Regarding the arguments before the Supreme Court, opponents have said people in individual states, not judges in courts, should be the ones who define what marriage is, and even be able to ban same-sex unions if they want to.
"The justices need to go according to the law produced in the Bible," same-sex marriage opponent Christine Weick of Michigan told NBC News.
Advocates insist courts must take a stand for marriage equality to protect same-sex couples from being treated like second-class citizens. The High Court’s decision should come by late-June.
"We’re both going to be anxious to hear how it goes," said Sheryl Coston, who was married at Moose Meadow Lodge in Waterbury, Vermont, last May.
Coston and Betsy Davidson were married in Vermont because they couldn’t marry where they live in Michigan. "We’ve considered ourselves married for many years," Davidson said.
The couple told necn their state’s ban on same-sex marriage makes it hard for them to make certain choices, like end-of-life planning.
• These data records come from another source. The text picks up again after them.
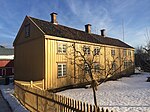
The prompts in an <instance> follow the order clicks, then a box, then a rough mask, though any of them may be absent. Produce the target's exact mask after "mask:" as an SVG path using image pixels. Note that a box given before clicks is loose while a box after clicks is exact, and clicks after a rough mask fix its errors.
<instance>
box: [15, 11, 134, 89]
mask: <svg viewBox="0 0 150 112" xmlns="http://www.w3.org/2000/svg"><path fill="white" fill-rule="evenodd" d="M72 45H74V46H75V47H76V48H77V49H80V50H82V49H83V48H86V51H87V54H88V55H90V53H89V51H100V54H99V55H97V56H96V57H97V64H100V65H101V66H102V68H103V69H105V70H106V71H105V72H103V73H101V75H102V76H103V75H106V74H107V70H109V68H107V64H108V63H111V62H112V61H113V60H114V59H116V60H115V63H116V65H117V66H121V65H123V66H121V67H120V68H119V69H118V70H117V73H118V74H119V73H121V74H126V73H133V72H134V67H133V66H134V48H133V47H131V46H129V45H128V44H126V43H124V42H122V41H120V40H118V39H114V38H110V37H107V36H106V35H105V30H101V34H100V35H97V34H93V33H91V25H90V24H87V25H85V31H80V30H77V29H73V28H70V27H66V26H63V25H60V24H58V22H57V14H56V13H51V21H50V22H49V21H44V20H40V19H36V18H33V17H30V16H26V17H25V19H24V21H23V23H22V25H21V28H20V30H19V32H18V34H17V36H16V39H15V41H14V56H15V57H14V68H15V69H14V72H15V80H16V81H24V82H30V81H33V82H34V81H35V82H36V81H39V82H40V81H41V83H40V84H39V86H41V87H42V86H43V88H44V89H55V88H60V87H63V86H68V85H72V84H75V83H80V82H81V81H79V80H78V79H74V78H72V77H74V76H78V77H81V76H79V72H77V71H75V70H77V67H76V66H75V65H72V64H71V63H70V62H69V58H66V57H67V56H68V55H69V53H68V52H71V51H69V50H67V48H68V46H72ZM115 67H116V66H114V68H113V69H115Z"/></svg>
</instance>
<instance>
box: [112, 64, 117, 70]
mask: <svg viewBox="0 0 150 112" xmlns="http://www.w3.org/2000/svg"><path fill="white" fill-rule="evenodd" d="M116 66H117V65H116V63H115V62H112V70H113V71H116Z"/></svg>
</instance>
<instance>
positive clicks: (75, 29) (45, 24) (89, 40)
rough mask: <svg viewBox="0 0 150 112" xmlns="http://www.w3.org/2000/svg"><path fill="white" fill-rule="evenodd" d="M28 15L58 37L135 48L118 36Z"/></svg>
mask: <svg viewBox="0 0 150 112" xmlns="http://www.w3.org/2000/svg"><path fill="white" fill-rule="evenodd" d="M28 17H29V18H30V19H31V20H32V21H33V22H34V23H35V25H37V27H39V29H41V31H43V32H44V34H47V35H51V36H58V37H63V38H68V39H74V40H79V41H86V42H92V43H99V44H105V45H112V46H119V47H125V48H133V47H131V46H130V45H128V44H127V43H125V42H123V41H121V40H120V39H118V38H112V37H108V36H106V37H103V36H101V35H98V34H94V33H86V32H85V31H83V30H79V29H75V28H72V27H68V26H64V25H61V24H58V25H55V24H53V23H51V22H50V21H46V20H43V19H39V18H35V17H30V16H28Z"/></svg>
"We have talked about that—if the Supreme Court doesn’t rule in favor of same-sex marriage across the country, that we might actually consider moving to some state that does recognize our marriage,” Davidson said.
"And Vermont’s at the top of the list," Coston noted.
Gov. Peter Shumlin, D-Vermont, was a leading voice for marriage equality in Vermont when he served in the state legislature. He, too, said he is anxiously awaiting the Supreme Court’s ruling.
"I hope they make the right decision," Shumlin told WPTZ-TV. "It's a great opportunity for justice."
Johnnie McLaughlin said he is optimistic that one day, the marriage that means so much to him, can be celebrated in
Mississippi and everywhere else. "I hope it passes," he said, smiling.